Description of the Related Art
An LDPC code is a linear block code suggested by Gallager and also an error correcting code which has an excellent error correcting capability close to a channel capacity suggested by Shannon. The LDPC code has been adopted as standards in various broadcast and wireless LAN technologies such as ATSC 3.0 or IEEE 802.11 and is broadly used for error correction in various storage devices including a flash memory.
The LDPC code restores a message through iterative decoding and each LDPC code is characterized by a parity check matrix. The parity check matrix may be represented by a Tanner graph. The Tanner graph is formed by variable nodes, check nodes, and edges showing the connection therebetween.
Such an LDPC decoder repeatedly performs an operation of information exchanged between the variable nodes and the check nodes which are connected to each other and performs the iterative decoding until it reaches a predetermined maximum number of iterations or satisfies a parity check equation.

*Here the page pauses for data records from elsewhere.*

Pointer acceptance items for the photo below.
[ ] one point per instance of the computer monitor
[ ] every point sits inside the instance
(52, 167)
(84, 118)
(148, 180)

The LDPC decoding is divided into parallel decoding, serial decoding, and partial-parallel serial decoding depending on an operating method.
In the parallel decoding, all check nodes simultaneously perform the operation and then all variable nodes simultaneously perform the operation. In the serial decoding, the check nodes or the variable nodes sequentially perform the operation.
Among the serial decodings, an algorithm which sequentially performs operations for the check nodes is layered decoding and an algorithm which sequentially performs operations for the variable nodes is shuffled decoding.
The serial decoding has an advantage in that the number of iterative decoding times required for the same error correcting capability is reduced by half as compared with the parallel decoding, but has a disadvantage in that a time required for one iterative decoding is much longer than that of the parallel decoding so that the entire operating time is longer than that of the parallel decoding.
In order to supplement the above-mentioned disadvantage, a partial-parallel serial decoding technique which divides check nodes or variable nodes into a plurality of groups and simultaneously performs the operation on nodes in the same group and sequentially performs the operation on the groups has been suggested. According to the serial decoding and the partial-parallel serial decoding, the number of iterative decoding times required until the parity check equation is satisfied may vary depending on the operation order of the nodes or the groups.
In the above-described shuffled decoding technique, in order to determine the operation order of the variable nodes, an algorithm which performs the operation in the order from a higher order of variable node to a lower order of variable node in consideration of a degree of the variable node has been proposed in the related art.
However, according to the algorithm which performs the operation in the order from a higher order of variable node to a lower order of variable node in consideration of a degree of the variable node, when a plurality of variable nodes has the same degree, it is difficult to determine the operation order. Further, even though the operation order is determined, a wrong operation order can be determined.